Paschos Mandravelis PASCHOS MANDRAVELIS

The Novartis case and transparency

COMMENT

TAGS: Politics, Justice

Transparency is a great thing – so great that every democratic country should have it. In that sense, a recent opinion piece in Ta Nea newspaper by Movement for Change (KINAL) MP and former health minister Andreas Loverdos in which he asks for the next Parliament to examine “SYRIZA’s attempt to establish a state separate from the democracy of transparency” makes sense.

In the same piece, Loverdos also said that “respect for the Constitution and the ability to remember recent painful memories are the political requirements to uncover very serious cases, with Novartis being the most serious.” But was the Novartis frame-up really the most important case in the four-year effort by former coalition partners SYRIZA and Independent Greeks (ANEL) to harm democracy?

Don’t take this the wrong way, an attempt by a government (and some strange mechanisms within the judicial system) to taint the reputation of its top political opponents – including two former prime ministers – is a very serious matter. But if this half-baked plan erodes democracy, then the so-called Plan B or X of former finance minister Yanis Varoufakis (and the strange team he had built inside the ministry) was a direct threat to the existence of democracy itself.

As I had noted in a commentary published in Kathimerini in 2015 when the existence of this plan – which was kept secret even from the Parliament –- first came to light, and before the hair-raising details regarding the involvement of the Ministry of Defense in the “post-euro” phase were revealed by American economist James Galbraith, Plan X was the equivalent of another, murky emergency plan from 1961, code-named Pericles, which was aimed at manipulating the outcome of that year’s elections. They both used the same excuse: They were supposed to prepare the country for a worst-case scenario.

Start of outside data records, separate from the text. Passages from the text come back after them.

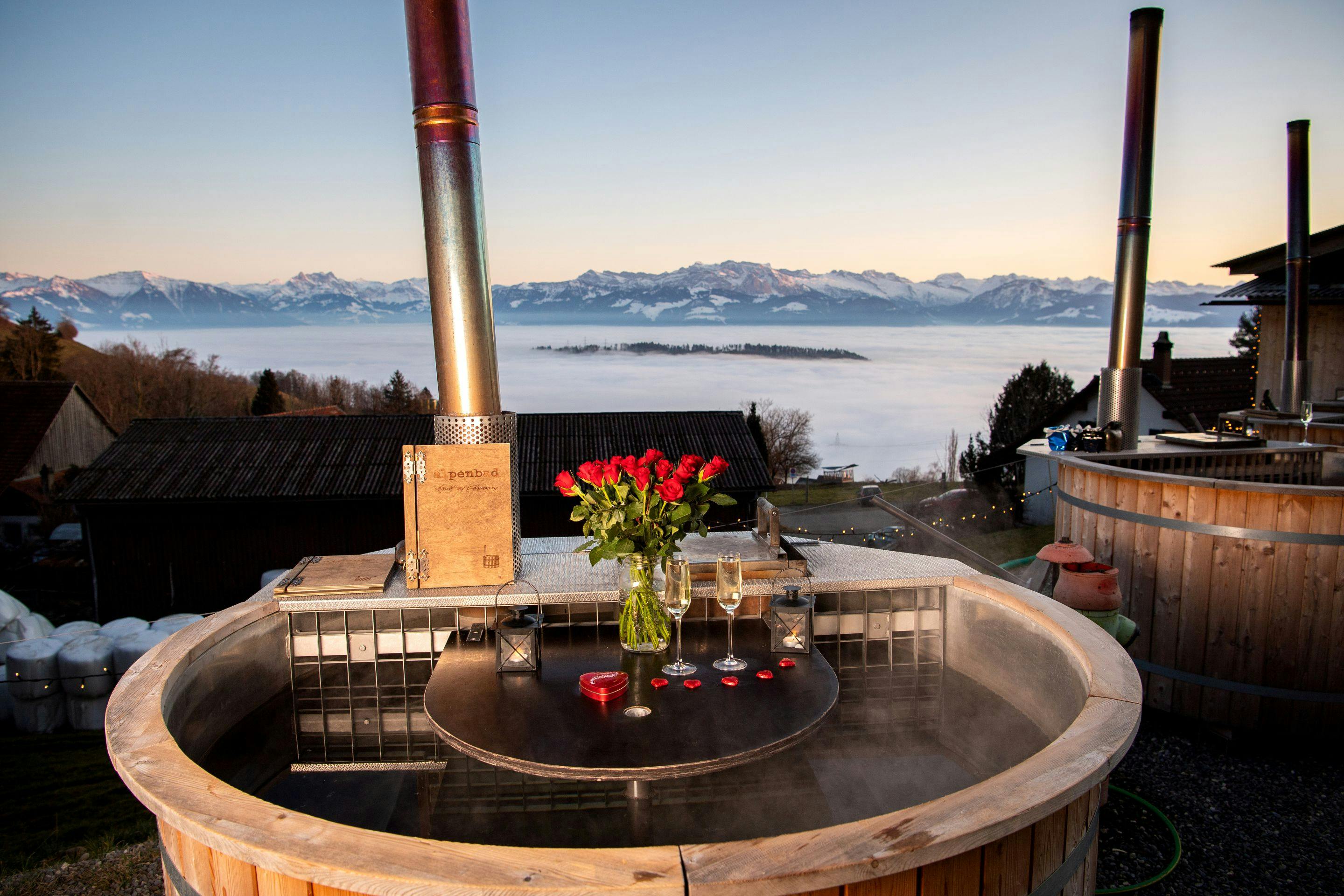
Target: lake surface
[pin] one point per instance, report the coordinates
(891, 410)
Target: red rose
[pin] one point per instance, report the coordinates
(670, 491)
(566, 484)
(689, 467)
(713, 468)
(592, 472)
(642, 477)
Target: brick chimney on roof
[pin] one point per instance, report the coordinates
(1163, 358)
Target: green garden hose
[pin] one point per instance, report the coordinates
(1167, 821)
(1019, 562)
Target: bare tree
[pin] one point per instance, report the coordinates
(788, 440)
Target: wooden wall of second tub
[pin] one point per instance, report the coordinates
(1256, 612)
(1010, 867)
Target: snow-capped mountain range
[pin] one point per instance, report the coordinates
(726, 293)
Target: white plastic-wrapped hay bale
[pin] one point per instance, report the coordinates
(175, 623)
(26, 628)
(72, 630)
(11, 609)
(33, 668)
(41, 716)
(6, 700)
(86, 667)
(132, 647)
(121, 628)
(86, 714)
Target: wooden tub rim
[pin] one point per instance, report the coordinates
(1070, 459)
(187, 798)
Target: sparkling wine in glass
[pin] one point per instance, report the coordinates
(678, 601)
(729, 593)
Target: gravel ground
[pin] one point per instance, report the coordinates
(132, 871)
(1256, 816)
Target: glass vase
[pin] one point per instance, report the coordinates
(645, 626)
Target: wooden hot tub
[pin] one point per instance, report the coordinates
(1230, 563)
(889, 621)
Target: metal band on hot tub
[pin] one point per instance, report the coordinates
(1201, 528)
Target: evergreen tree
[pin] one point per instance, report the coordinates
(398, 395)
(1246, 339)
(1021, 410)
(31, 351)
(757, 433)
(268, 399)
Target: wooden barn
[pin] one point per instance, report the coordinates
(48, 429)
(185, 515)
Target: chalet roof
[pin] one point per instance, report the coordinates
(359, 456)
(1202, 386)
(28, 412)
(1320, 244)
(1327, 273)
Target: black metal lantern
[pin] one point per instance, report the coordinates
(791, 621)
(518, 640)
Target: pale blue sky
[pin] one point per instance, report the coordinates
(251, 140)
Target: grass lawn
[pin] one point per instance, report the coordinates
(1010, 545)
(61, 793)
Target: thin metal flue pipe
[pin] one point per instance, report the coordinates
(1296, 377)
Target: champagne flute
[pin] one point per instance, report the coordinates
(729, 593)
(678, 602)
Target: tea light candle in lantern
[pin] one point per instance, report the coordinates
(517, 643)
(518, 640)
(791, 621)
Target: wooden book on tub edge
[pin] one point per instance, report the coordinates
(459, 515)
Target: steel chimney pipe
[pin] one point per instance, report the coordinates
(447, 140)
(1120, 379)
(1296, 381)
(439, 38)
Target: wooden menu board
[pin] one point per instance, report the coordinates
(346, 574)
(459, 504)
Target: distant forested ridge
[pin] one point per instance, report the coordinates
(756, 350)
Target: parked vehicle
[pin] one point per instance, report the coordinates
(885, 538)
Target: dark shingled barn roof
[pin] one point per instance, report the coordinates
(229, 459)
(28, 412)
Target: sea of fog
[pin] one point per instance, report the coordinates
(891, 410)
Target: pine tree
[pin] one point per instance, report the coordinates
(757, 433)
(1027, 398)
(1246, 339)
(31, 352)
(268, 399)
(398, 395)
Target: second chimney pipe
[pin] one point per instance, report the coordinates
(1296, 381)
(1120, 381)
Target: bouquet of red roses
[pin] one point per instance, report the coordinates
(636, 511)
(642, 505)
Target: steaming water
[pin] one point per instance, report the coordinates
(893, 410)
(886, 747)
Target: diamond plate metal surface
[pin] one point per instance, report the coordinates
(569, 578)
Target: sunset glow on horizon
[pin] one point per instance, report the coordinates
(917, 139)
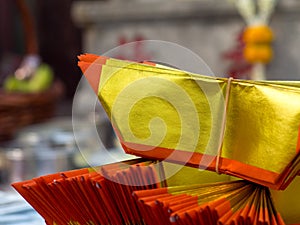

“Countries must have plans for any eventuality,” I said in 2015. “However, democracies also require the democratic legitimacy of these plans... because [in the past] we had such plans imposed on us, supposedly ‘for our own good’ – a ‘good’ which we knew nothing about.”

We therefore need transparency everywhere, as Loverdos says, and not just in the Novartis conspiracy. The reason is that, if this case is singled out, it will be viewed as vengeful behavior by the new government, as some of the politicians named in the case will now have access to power.

Then again, what kind of transparency can we hope to have in a country where the legal framework facilitates the rhetorical cover-up of such cases? In the Novartis case, several people have talked about a guy nicknamed Rasputin, whom nobody dares name due to the censorship laws voted in by Loverdos, former conservative prime minister Antonis Samaras and former PASOK finance minister Evangelos Venizelos.

Transparency requires, most importantly, freedom of speech and, secondly, proper judicial procedures.